İslam Ansiklopedisi’nde ( https://islamansiklopedisi.org.tr/meshed ) şu bilgiye rastlıyoruz.
…dinî bir özelliğe sahip veya topluma mal olmuş kimselerin şehid olduğu yahut defnedildiği yerlerdeki mezar ve türbelerde insanların dua amacıyla toplanması neticesinde bu mahaller meşhed olarak anılmış olmalıdır. İlk dönemlerde pek rastlanmayan meşhed tabiri daha sonra bilhassa Şiî dünyasında “şehitlik” mânasında kullanılmıştır.
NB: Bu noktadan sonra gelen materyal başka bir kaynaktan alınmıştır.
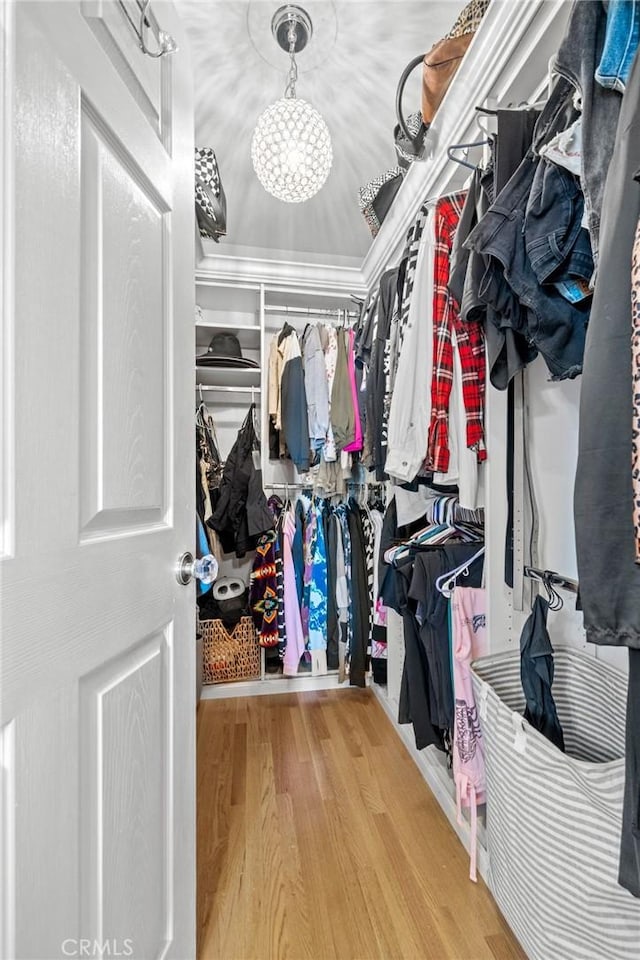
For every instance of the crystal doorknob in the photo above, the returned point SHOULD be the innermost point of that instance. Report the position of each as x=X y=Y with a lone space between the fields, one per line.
x=204 y=569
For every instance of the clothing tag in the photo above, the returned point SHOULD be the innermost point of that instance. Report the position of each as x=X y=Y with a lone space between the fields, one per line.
x=574 y=290
x=520 y=737
x=484 y=702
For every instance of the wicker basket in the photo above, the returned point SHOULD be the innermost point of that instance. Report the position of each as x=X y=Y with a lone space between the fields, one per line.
x=229 y=656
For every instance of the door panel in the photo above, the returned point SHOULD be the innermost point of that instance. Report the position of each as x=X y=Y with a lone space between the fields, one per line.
x=97 y=666
x=125 y=719
x=123 y=340
x=146 y=79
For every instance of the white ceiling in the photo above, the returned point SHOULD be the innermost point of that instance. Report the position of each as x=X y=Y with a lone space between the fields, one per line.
x=349 y=72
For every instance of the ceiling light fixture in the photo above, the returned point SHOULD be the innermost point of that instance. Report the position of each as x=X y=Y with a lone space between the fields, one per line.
x=291 y=146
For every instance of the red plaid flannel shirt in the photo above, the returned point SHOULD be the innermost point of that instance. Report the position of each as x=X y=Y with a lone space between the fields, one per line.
x=470 y=341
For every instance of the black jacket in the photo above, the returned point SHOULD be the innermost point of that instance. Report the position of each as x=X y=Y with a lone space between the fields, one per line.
x=242 y=514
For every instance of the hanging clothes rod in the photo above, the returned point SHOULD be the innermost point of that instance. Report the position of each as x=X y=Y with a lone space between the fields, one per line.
x=313 y=311
x=221 y=389
x=556 y=579
x=286 y=486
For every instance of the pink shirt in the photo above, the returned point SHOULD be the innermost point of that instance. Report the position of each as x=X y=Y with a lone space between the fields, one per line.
x=351 y=367
x=469 y=642
x=293 y=622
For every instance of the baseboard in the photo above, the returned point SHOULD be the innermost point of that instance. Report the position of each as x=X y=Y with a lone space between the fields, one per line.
x=270 y=686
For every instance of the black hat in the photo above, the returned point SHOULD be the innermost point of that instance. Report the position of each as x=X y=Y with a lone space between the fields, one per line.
x=224 y=351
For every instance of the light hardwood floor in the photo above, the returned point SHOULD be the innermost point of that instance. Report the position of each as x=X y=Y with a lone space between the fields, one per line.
x=319 y=839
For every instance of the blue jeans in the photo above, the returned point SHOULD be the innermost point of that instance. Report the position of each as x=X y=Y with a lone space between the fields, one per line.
x=620 y=44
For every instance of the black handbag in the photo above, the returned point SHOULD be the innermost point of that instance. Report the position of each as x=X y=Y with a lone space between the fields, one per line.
x=211 y=203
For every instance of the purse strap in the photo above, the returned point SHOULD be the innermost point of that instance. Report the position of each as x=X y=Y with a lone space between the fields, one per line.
x=410 y=67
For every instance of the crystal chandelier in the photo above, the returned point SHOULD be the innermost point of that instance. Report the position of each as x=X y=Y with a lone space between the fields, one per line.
x=291 y=146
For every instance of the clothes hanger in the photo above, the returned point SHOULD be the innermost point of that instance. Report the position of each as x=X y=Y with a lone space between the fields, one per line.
x=465 y=146
x=447 y=582
x=548 y=579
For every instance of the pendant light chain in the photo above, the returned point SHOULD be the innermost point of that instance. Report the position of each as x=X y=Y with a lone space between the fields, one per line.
x=292 y=78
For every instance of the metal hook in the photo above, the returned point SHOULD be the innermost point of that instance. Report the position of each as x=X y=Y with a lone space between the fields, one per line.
x=555 y=600
x=166 y=43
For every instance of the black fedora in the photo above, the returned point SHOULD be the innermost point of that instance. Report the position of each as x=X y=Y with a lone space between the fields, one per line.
x=225 y=351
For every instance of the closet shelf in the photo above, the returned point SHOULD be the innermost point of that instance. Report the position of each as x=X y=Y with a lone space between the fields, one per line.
x=227 y=377
x=247 y=333
x=221 y=388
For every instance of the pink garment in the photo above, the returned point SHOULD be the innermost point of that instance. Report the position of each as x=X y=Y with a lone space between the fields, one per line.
x=293 y=622
x=469 y=642
x=351 y=367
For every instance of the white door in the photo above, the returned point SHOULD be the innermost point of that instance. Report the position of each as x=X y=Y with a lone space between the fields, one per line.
x=97 y=650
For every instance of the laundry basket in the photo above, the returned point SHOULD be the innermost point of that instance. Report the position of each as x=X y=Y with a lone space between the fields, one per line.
x=229 y=656
x=553 y=818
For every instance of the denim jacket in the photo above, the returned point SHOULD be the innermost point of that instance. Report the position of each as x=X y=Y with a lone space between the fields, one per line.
x=577 y=59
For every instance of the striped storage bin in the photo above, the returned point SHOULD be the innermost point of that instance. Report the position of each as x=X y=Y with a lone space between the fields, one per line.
x=553 y=818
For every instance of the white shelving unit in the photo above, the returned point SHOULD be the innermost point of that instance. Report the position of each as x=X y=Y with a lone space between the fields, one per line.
x=254 y=313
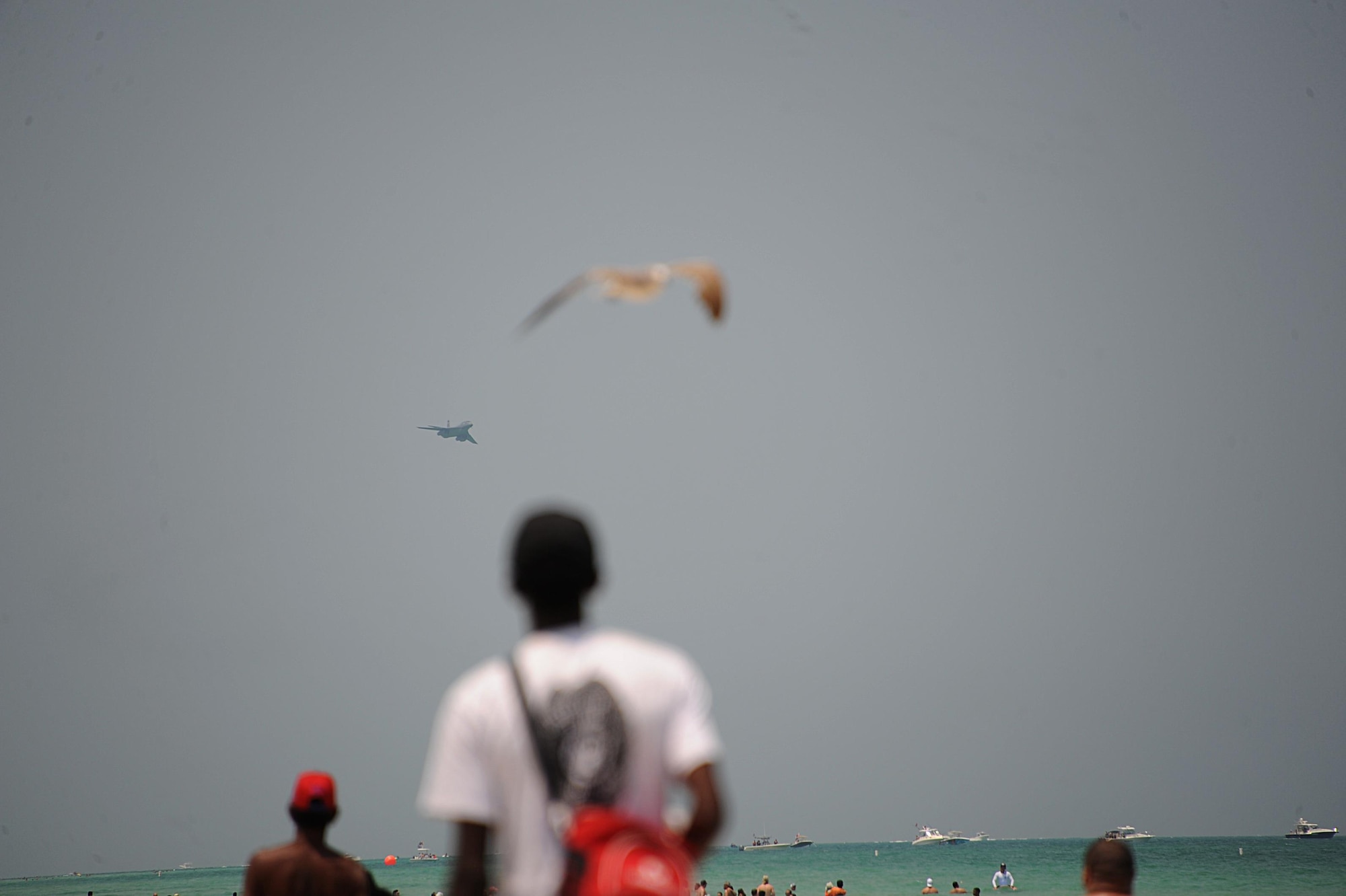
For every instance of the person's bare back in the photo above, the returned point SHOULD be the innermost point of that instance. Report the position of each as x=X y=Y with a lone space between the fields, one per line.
x=308 y=866
x=302 y=870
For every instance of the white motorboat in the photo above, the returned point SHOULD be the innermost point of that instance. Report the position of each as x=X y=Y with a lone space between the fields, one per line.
x=1126 y=832
x=425 y=855
x=928 y=836
x=765 y=843
x=1309 y=831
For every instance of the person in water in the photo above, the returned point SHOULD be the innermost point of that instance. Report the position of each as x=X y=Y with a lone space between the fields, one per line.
x=1110 y=870
x=309 y=864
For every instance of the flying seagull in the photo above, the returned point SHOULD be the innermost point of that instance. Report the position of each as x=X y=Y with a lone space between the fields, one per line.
x=639 y=285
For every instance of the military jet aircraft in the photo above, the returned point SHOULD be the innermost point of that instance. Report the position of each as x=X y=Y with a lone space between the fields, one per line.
x=454 y=433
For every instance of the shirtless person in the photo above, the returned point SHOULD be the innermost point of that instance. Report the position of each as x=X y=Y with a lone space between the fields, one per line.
x=309 y=864
x=1108 y=868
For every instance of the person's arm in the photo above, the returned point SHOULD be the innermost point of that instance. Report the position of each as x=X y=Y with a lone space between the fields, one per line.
x=470 y=870
x=706 y=813
x=255 y=879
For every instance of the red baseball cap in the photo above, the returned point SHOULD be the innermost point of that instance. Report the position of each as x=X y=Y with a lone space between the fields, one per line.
x=314 y=792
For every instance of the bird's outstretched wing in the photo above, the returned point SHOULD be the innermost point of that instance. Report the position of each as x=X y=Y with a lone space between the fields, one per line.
x=709 y=283
x=557 y=301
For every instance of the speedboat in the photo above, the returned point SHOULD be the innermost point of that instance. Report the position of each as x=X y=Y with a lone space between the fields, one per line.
x=1309 y=831
x=1126 y=832
x=765 y=843
x=928 y=836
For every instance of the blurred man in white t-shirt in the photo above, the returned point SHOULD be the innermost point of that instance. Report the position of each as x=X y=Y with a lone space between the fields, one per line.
x=620 y=718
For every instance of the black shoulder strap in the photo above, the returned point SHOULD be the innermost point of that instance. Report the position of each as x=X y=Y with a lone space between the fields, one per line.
x=534 y=733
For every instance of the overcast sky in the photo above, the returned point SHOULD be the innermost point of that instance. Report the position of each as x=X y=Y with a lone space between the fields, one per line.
x=1010 y=497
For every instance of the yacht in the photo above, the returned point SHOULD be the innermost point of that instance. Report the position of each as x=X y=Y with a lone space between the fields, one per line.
x=928 y=836
x=1126 y=832
x=765 y=843
x=425 y=855
x=1309 y=831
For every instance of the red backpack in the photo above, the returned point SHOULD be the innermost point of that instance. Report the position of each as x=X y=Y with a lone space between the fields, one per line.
x=610 y=852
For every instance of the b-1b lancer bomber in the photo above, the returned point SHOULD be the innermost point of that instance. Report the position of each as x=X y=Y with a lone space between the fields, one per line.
x=450 y=431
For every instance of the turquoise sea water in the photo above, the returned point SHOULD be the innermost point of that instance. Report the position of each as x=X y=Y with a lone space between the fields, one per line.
x=1166 y=866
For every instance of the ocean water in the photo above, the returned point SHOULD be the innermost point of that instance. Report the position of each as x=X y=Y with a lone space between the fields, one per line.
x=1166 y=867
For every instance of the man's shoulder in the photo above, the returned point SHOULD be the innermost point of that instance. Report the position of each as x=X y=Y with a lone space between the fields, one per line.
x=273 y=855
x=641 y=649
x=287 y=855
x=480 y=683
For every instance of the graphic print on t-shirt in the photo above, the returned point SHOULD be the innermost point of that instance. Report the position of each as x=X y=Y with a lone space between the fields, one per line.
x=583 y=739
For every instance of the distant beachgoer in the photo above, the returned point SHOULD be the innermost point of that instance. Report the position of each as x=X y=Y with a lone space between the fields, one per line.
x=309 y=864
x=1108 y=868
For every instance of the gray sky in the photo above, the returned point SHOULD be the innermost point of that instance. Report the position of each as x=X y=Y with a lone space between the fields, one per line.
x=1012 y=496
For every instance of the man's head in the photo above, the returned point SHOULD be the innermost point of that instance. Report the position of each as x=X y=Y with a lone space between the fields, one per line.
x=554 y=560
x=314 y=802
x=1108 y=867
Türkçe’de şehitlik kelimesi birden fazla kişinin defnedildiği yeri belirtirken meşhed genellikle tek kişinin defin yahut şehâdet mekânını ifade etmektedir.
Bu durumda bu araziye zeytinyağı fabrikası kurulması geri dönülemeyecek, doğaya ve göle yapacağı zarar bir yana, tarihi ve arkeolojik olarak da onanamayacak zararlara yol açacağı belli değil mi?
TEREYAĞINDAN KIL ÇEKMEK
Muğla İli, Milas İlçesi’nde Bafa Gölü kıyısında Bafa-Gölyaka köyünün tapulu tarlası Büyükşehir Belediye Şehir Yasası çıkınca Muğla Büyükşehir’e geçti. Tarlayı en son Gölyakalı Uysal ailesi kiralamış ve ekmişti. Kira süresinin bitmesine iki yıl kala kiracı vefat etti. Tarlayı iki yıl daha ailesinin ekmesine izin verilmedi. Arazi, içinde Bafalı olmayan zenginlerin kurduğu “S.S. Bafa Doğal Yaşam Tarımsal Üretim ve Pazarlama Kooperatifi’ne(!)”e fabrika kurması için – aldığımız bilgiye göre – onbeş yıllığına tahsis edildi.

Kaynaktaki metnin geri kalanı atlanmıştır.